Vendangeur est un métier très éprouvant qui attire de moins en moins d’ouvriers agricoles journaliers. « À chaque saison, il y a des complications à cause du manque de vendangeurs. On a du mal à cueillir le raisin », déplore un vigneron de Bou Argoub. En conséquence, de nombreux vignerons délaissent leurs vignes. « Je ne comprends pas pourquoi ils ne travaillent pas leurs terres », confie un autre, vendangeur de 38 ans à l’œuvre dans un vignoble de Samech. « Avant, tout le monde travaillait sans problème sur la terre. Maintenant, ce n’est plus le cas, est-ce parce que ça demande un gros effort ? La viticulture disparaît », lance-t-il.
Il est vrai que depuis l’installation des italiens, il y avait de la vigne, raconte Am Salah. L’urbanisation a fait disparaître tout ça, mais il y avait un grand vignoble. « Au départ, c’était de la qualité. Les vins de Grombalia se vendaient plus chers. Les visiteurs de notre région peuvent tout découvrir les différentes variétés classiques de raisin blanc, noir et rouge ainsi quelques variétés fruités ou encore muscatés. »
Produit qui par ailleurs, semble attirer de plus en plus l’intérêt du consommateur. La demande pour le raisin sans pépin est de plus en plus importante. C’est un produit facile à manger, facile à emporter, gustativement bon car sucré et sans amertume. C’est également une source riche de vitamines et idéal pour les enfants. « La variabilité de notre climat fait que la première récolte du raisin intervient en mai et la dernière en septembre. Il ne faut pas oublier aussi qu’on a plusieurs variétés tardives et d’autres précoces. On peut exporter jusqu’au mois de janvier », précise t-il.
Pourquoi le raisin se vend à prix d’or
Le prix du raisin ne cesse d’augmenter chaque mois et il a même plus que doublé cette saison. Et ce n’est pas près de s’arranger, dans le contexte inflationniste actuel. Parmi les aliments qui coûtent de plus en plus cher, les raisins occupent une place peu enviable avec une hausse de 20à 30%. En 2023, le prix du raisin a augmenté de 65% par rapport à la même période de l’année écoulée, pour atteindre une moyenne de 5 dinars le kg. Cette hausse est expliquée par une baisse de 84% de l’approvisionnement en ce fruit. Cette année, le prix moyen du raisin oscille entre 6 et 8 dinars le kilogramme.
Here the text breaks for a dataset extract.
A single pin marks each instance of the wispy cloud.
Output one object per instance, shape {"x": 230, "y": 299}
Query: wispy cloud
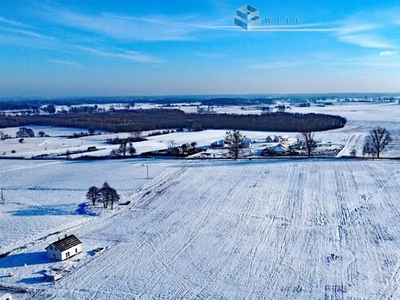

Hédi, cadre dans une banque, pointe du doigt une «très mauvaise régulation» du marché. Aussi, argumente-t-il, le circuit de distribution qui, en dépit des efforts et des lois existantes ou prévues, connaît des «intervenants de tout bord». A cette anomalie vient se greffer la marge bénéficiaire qu’il qualifie d’importante. Aussi, les problèmes logistiques liés au transport, au stockage et à la distribution, «influent énormément sur les prix de vente aux consomamateurs». Un autre facteur peut être également source de hausse des prix. Le banquier cite «la sécheresse ralentissant les efforts de récolte et de collecte de ce fruit».